What it means to be a woman. How that has affected how I move through life. What we women all have in common.
And one thing I noticed, looking around at the women around me, is body language.
Have you heard of man-spreading? It made the news at least once recently. Men sitting in public transit taking up more than their seat, legs spread wide.
Stay with me here because I love men. Some of my favourite people are men. This is not anti-men. This is just observation.
Men take up space in the way they sit and stand. Wide. Unapologetic. Making sure we know that they’re there.
Women sit tight. Legs crossed. Arms folded. Shrinking.
I noticed this even in myself. And definitely around me.
There’s thinking out there that our body language affects how we feel. That if we shrink, we feel small. The same way that if you smile when you’re not happy, your mood lifts.
So what do these differences mean?
In my mind, it feels like we apologize for taking up space. We go out of our way to minimize the space we do take. We regret our very presence.
And do you know what I did about this?
I sit and stand like a man. When I find myself shrinking, I spread out. I’ve been told it’s not lady like but I don’t care. When I am in a space, I choose to OWN that space.
I’m here. I have a purpose. I do NOT apologize for my presence.
And it works. I’m far more confident. I get taken seriously. It flows back into how I see myself.
Finding Inclusivity is a project about what it means to be a woman. How that has helped or hindered our way through life.
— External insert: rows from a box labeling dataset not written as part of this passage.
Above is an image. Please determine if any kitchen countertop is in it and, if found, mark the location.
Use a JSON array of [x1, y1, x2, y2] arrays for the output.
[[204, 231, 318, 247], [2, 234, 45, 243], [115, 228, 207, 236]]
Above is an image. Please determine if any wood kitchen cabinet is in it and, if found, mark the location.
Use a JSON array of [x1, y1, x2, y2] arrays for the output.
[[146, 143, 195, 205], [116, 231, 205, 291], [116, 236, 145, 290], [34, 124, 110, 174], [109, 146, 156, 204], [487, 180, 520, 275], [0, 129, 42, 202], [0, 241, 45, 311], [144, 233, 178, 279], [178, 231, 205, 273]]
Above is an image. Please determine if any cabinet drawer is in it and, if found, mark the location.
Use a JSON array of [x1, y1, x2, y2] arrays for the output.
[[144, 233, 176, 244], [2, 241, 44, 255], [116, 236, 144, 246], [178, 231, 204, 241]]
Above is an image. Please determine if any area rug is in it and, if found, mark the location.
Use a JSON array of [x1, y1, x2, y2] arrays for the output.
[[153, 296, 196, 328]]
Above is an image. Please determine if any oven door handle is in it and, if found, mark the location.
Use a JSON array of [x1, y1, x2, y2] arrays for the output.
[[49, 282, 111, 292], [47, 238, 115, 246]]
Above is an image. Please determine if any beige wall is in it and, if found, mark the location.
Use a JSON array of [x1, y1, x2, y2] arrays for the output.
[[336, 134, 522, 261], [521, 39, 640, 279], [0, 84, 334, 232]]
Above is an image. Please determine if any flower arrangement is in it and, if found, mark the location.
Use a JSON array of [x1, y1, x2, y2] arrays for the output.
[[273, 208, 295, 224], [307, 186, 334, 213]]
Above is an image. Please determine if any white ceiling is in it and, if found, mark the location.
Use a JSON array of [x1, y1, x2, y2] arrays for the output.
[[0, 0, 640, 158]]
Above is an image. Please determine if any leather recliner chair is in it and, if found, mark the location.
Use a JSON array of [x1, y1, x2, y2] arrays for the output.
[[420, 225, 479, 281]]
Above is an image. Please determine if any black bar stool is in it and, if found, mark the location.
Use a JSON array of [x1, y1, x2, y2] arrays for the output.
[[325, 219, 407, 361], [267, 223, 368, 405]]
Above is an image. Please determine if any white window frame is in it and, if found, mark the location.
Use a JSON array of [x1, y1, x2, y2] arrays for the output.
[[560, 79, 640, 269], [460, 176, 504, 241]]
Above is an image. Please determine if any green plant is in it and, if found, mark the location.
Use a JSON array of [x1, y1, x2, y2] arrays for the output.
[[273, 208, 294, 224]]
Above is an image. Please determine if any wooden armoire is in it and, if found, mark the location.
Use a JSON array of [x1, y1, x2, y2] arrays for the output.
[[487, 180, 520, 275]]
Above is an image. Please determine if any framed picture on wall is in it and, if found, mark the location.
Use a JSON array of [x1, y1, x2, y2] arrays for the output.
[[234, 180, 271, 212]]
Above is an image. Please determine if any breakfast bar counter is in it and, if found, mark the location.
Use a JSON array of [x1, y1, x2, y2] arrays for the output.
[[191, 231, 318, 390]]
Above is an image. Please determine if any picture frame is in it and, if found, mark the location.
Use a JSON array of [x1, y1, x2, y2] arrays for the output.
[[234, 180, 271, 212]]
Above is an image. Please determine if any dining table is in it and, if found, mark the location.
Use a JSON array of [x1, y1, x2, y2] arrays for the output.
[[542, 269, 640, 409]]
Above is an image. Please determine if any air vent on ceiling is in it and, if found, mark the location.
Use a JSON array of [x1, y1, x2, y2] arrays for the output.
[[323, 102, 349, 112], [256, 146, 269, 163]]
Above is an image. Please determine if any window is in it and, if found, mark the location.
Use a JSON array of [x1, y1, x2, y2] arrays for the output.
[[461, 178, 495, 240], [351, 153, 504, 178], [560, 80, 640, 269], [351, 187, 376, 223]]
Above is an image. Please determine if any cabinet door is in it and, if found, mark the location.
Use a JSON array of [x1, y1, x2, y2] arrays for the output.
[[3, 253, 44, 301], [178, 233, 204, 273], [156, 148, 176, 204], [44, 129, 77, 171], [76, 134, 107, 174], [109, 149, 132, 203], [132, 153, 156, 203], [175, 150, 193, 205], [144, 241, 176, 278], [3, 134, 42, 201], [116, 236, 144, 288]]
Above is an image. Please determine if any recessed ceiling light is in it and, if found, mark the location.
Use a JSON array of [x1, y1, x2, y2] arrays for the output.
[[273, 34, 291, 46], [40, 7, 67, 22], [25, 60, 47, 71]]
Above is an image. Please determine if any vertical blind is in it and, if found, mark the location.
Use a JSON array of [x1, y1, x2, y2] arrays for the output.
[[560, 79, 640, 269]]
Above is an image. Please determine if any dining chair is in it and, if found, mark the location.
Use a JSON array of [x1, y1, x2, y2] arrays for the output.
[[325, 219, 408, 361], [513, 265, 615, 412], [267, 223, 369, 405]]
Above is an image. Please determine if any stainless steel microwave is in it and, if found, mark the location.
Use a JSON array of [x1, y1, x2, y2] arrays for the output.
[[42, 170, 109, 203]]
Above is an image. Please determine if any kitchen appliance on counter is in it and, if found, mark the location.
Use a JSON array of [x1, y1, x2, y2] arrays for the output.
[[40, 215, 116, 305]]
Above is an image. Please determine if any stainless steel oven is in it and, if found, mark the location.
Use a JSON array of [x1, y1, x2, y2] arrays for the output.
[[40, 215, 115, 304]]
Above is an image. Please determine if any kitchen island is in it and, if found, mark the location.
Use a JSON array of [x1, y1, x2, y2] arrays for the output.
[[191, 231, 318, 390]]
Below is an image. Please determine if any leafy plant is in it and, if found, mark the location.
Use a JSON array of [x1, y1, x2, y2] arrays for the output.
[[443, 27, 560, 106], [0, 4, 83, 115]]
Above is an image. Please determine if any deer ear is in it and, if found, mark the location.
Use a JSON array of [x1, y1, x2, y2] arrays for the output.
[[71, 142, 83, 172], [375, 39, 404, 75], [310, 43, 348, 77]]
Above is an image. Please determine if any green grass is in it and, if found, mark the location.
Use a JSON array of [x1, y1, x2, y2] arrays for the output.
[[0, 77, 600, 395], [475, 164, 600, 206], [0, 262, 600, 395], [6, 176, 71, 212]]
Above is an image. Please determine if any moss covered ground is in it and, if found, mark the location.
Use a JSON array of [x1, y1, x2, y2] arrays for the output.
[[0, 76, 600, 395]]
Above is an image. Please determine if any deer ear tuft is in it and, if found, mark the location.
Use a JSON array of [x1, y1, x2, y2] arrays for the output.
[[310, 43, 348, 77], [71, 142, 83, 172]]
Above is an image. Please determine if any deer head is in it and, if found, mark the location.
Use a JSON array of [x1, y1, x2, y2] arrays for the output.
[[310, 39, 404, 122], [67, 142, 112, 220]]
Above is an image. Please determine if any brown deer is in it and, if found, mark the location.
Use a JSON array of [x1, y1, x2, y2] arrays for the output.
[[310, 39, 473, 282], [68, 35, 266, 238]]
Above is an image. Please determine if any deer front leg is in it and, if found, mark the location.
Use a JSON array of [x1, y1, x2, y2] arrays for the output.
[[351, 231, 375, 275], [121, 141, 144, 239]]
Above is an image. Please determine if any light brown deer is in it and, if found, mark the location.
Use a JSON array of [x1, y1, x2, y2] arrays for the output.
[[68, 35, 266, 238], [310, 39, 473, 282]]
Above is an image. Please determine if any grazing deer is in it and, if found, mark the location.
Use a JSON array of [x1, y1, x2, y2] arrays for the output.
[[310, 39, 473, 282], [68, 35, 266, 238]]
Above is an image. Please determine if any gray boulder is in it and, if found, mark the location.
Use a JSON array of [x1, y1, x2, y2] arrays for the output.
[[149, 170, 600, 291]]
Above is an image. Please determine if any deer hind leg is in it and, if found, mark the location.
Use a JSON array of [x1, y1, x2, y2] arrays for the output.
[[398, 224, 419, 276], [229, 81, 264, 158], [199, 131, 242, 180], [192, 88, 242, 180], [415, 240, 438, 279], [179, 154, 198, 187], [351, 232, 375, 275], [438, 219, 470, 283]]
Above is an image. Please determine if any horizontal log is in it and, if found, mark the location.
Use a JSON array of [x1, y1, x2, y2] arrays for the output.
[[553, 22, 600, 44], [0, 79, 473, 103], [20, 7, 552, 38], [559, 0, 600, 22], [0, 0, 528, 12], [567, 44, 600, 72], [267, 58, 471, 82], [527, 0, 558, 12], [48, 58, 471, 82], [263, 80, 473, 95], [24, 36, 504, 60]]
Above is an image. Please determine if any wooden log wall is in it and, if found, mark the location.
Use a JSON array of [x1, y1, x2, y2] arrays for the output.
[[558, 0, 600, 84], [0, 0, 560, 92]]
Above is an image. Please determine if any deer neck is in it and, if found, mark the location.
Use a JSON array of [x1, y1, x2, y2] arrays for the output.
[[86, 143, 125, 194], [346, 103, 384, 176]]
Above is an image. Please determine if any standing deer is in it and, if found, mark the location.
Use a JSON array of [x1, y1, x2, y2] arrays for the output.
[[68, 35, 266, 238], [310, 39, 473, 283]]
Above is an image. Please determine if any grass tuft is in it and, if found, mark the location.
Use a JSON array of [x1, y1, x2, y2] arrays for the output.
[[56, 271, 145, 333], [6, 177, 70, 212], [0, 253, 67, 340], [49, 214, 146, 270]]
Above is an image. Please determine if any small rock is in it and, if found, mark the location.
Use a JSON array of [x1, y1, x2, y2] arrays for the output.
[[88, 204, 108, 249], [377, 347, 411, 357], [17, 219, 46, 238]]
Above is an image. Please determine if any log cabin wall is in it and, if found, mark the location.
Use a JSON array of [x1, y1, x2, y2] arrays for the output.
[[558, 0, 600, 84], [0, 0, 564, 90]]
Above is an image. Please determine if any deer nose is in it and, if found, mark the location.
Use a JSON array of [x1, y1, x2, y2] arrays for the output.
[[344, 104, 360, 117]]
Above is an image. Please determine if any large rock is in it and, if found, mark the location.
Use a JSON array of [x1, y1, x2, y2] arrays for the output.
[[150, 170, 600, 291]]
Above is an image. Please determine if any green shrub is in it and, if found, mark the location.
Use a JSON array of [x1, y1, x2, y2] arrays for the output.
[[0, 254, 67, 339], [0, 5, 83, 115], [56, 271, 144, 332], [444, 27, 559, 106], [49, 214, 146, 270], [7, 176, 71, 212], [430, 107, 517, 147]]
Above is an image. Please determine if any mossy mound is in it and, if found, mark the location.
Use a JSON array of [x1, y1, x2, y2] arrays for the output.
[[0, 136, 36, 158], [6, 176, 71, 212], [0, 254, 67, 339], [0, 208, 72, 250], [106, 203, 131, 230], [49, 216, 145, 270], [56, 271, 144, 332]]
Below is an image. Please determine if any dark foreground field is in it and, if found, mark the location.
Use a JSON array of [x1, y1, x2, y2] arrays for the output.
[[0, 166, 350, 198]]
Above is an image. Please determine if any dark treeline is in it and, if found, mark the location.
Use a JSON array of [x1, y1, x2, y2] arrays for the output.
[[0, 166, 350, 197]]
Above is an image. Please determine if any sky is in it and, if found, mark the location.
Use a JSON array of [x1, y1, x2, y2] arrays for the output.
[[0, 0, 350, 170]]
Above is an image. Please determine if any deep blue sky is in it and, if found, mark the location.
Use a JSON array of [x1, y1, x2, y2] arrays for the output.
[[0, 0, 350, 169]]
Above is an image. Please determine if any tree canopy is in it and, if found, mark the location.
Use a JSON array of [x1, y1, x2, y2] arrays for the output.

It is a dialogue about how we all fit, if we identify as female. That there is no cookie cutter version of being female. That it holds us back, moves us forward and definitely affects every aspect of our lives.
I’ll be reaching out to a few people this week, inviting them to join my project, but if you have a story to share, I want to hear from you. If you have interesting friends or connections, please connect!
Our stories matter. Our differences should be celebrated.
And men? Your stories will be celebrated next. I’m just starting where I know best: being female.